I didn’t write for a while because my family was here. My parents came out for two weeks and my aunt and uncle came out for one. It was the easiest two weeks I’ve spent in Italy and so, naturally, there are no good stories.
Skipping ahead, I came home to find Paldo had been shaved, Donatella’s laundry was hanging to dry in my room, and there was no toilet paper to be found. Donatella and I have also become engaged in a silent battle over my window, in which I open it all the way and she shuts it saying that she “thinks I’m cold”. I’m pretty sure I’m not cold, but maybe Donatella is right.
When my parents were here, I told them of my plan to go to Budapest and my mom said, “that’s so cool, I just read an article about how American women sometimes get snatched out of taxis and are never seen or heard from again” (Thanks, Mom), so I had that to think about on the way over. Actually the way to the hostel was fine. I took a shuttle from the airport that got me almost to the exact right place. My flight was more of a problem. About five minutes into the trip from Munich the stewardess came on the intercom and said, “We’re running a bit short on oxygen for this trip. If anybody starts feeling lightheaded or nauseous PLEASE say something”. I thought this was weird, because if they had extra oxygen to give out, why not start with that? But nobody passed out, so I think Lufthansa airlines is going to call that a win.
My hostel is great. It’s the most social place I’ve stayed at yet. There are drinking games every night at 9 (which my tiny liberal arts college did not even remotely prepare me for) and then one of the staff members took us to a bar and then a club. Actually, I was originally worried the hostel would be too social for me. When I checked in the woman at the desk gave me a wristband with the hostel’s address on it and said that it was “in case I needed help getting home” and I felt like I’d accidentally leveled up on a video game I only partially understood how to play.
If I was going to do my study abroad trip again, I’d spend more time traveling alone. It’s not hard to make friends in a hostel. There are all sorts of interesting people here, a doctor, a philosophy PhD, a journalist, a soap vender and many many students.
On my long walk of the city, I came to one of the bridges with a railing low enough and flat enough for people to sit on. The only problem was it came to about my shoulder, so I had to run jump and splat onto the side to get up. Then I stayed up for a while, enjoying the sunshine and the view of other tourists sprinting into the side of the bridge on either side of me.
I think if Vienna and Prague had a love child, it’d be a lot like Budapest.
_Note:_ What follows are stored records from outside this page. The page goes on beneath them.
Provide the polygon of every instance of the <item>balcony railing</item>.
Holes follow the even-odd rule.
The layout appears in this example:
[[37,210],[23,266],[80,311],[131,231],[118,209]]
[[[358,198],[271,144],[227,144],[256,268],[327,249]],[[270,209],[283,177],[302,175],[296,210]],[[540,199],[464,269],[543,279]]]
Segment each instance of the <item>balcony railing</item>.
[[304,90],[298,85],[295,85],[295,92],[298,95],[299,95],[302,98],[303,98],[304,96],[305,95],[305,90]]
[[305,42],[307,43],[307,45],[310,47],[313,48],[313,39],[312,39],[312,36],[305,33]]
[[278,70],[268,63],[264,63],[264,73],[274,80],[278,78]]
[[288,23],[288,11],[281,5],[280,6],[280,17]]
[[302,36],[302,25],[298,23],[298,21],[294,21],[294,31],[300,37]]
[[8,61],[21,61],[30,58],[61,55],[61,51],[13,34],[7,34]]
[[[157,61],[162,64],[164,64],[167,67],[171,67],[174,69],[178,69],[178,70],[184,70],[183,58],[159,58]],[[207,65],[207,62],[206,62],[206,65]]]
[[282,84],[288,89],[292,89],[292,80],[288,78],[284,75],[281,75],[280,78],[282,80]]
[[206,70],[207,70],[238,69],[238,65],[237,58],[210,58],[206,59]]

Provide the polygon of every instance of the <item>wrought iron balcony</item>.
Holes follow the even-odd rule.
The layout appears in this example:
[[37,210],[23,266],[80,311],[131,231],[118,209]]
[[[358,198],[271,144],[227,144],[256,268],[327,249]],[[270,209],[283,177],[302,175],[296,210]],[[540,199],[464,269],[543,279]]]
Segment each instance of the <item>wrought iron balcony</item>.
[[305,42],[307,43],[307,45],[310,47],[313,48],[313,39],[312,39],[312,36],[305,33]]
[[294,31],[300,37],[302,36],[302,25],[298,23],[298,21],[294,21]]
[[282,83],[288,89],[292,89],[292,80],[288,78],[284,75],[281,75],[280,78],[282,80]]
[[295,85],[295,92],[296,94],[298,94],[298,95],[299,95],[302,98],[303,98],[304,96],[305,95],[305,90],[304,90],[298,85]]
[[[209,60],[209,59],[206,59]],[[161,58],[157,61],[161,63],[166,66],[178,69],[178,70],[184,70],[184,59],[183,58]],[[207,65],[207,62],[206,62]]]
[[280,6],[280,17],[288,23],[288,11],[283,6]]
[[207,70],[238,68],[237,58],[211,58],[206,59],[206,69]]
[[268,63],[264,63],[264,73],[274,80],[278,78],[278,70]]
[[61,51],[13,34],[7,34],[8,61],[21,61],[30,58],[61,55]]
I like it a lot and also I’m a little upset that cities in Europe have started to remind me of one another. I’d like every place I got to feel completely unique, but it’s hard when you’ve been traveling around a lot. It’s so easy to travel in Europe that I think it’s a little too easy for the novelty to wear off. I understand now the people who travel to European cities and spend their time partying all night and sleeping in until the afternoon. When you travel a lot it becomes more about making the experience right for you, not just experiencing the place. For me, this means enjoying the parks more. When I first got to Europe I didn’t want to be anywhere that didn’t feel unique to the cities. Now I go further away from the centers, trying to see what places are like for the people who live there and not just the tourists. There are some lovely parks in Budapest.
My friends are coming out tomorrow sometime.I almost wish I was going to be here the whole time by myself. I think it’ll be harder to talk and meet new people with them around, but I’m sure it’ll be nice to have friends here too. Tonight the hostel organized a very cheap cruise that we’re going to be taking for two and a half hours down the Danube River.